Между тем некоторые студенты на меня, незнакомца, уже обратили внимание; дабы не выглядеть долее непрошеным гостем, я подошел к профессору еще ближе, ожидая, когда тот окончит беседу. Лишь теперь мне представилась возможность разглядеть его как следует: передо мной была голова римлянина, где в первую очередь бросался в глаза гордый, мерцающий мраморной белизной лоб в обрамлении пышных седин, волнами убегающих от висков к затылку; однако это дерзновенное, одухотворенное думой чело чуть ниже глубоких, затененных глазниц сменялось мягкими, почти женственными чертами округлого, нежно очерченного подбородка и чутких, нервных, то тронутых легкой улыбкою, то беспокойно подрагивающих губ.
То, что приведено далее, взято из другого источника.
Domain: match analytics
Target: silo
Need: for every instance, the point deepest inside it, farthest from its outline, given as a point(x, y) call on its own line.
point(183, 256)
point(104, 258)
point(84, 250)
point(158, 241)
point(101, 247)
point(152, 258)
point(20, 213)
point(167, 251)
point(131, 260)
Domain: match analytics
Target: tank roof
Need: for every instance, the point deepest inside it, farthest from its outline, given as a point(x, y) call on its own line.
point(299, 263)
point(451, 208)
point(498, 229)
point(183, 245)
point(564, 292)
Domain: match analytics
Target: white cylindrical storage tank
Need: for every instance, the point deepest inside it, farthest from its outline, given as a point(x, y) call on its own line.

Лицо это тревожило взгляд своими контрастами: прекрасную и твердую мужественность верхней части оттеняла чуть заметная блеклость щек и трепетная живость рта; поначалу запоминаясь силой и даже властностью, оно при ближайшем рассмотрении смущало каким-то мучительным внутренним раздором. Нечто похожее ощущалось и во всей повадке: левая рука вроде бы покоится на столе, но это только кажется – приглядевшись, можно заметить, как все в ней невольно чуть трепещет и подрагивает, а тонкие, для мужчины, пожалуй, почти нежные пальцы нетерпеливо выводят на голой столешнице незримые фигуры, в то время как сосредоточенные глаза из-под тяжелых век с несомненным вниманием устремлены на собеседника. То ли он вообще такой нервный, то ли недавнее возбуждение еще не улеглось до конца – как бы там ни было, но лихорадочное беспокойство этой руки никак не вяжется со сдержанной вдумчивостью этого взгляда, хоть и усталого, но всецело поглощенного разговором со студентом.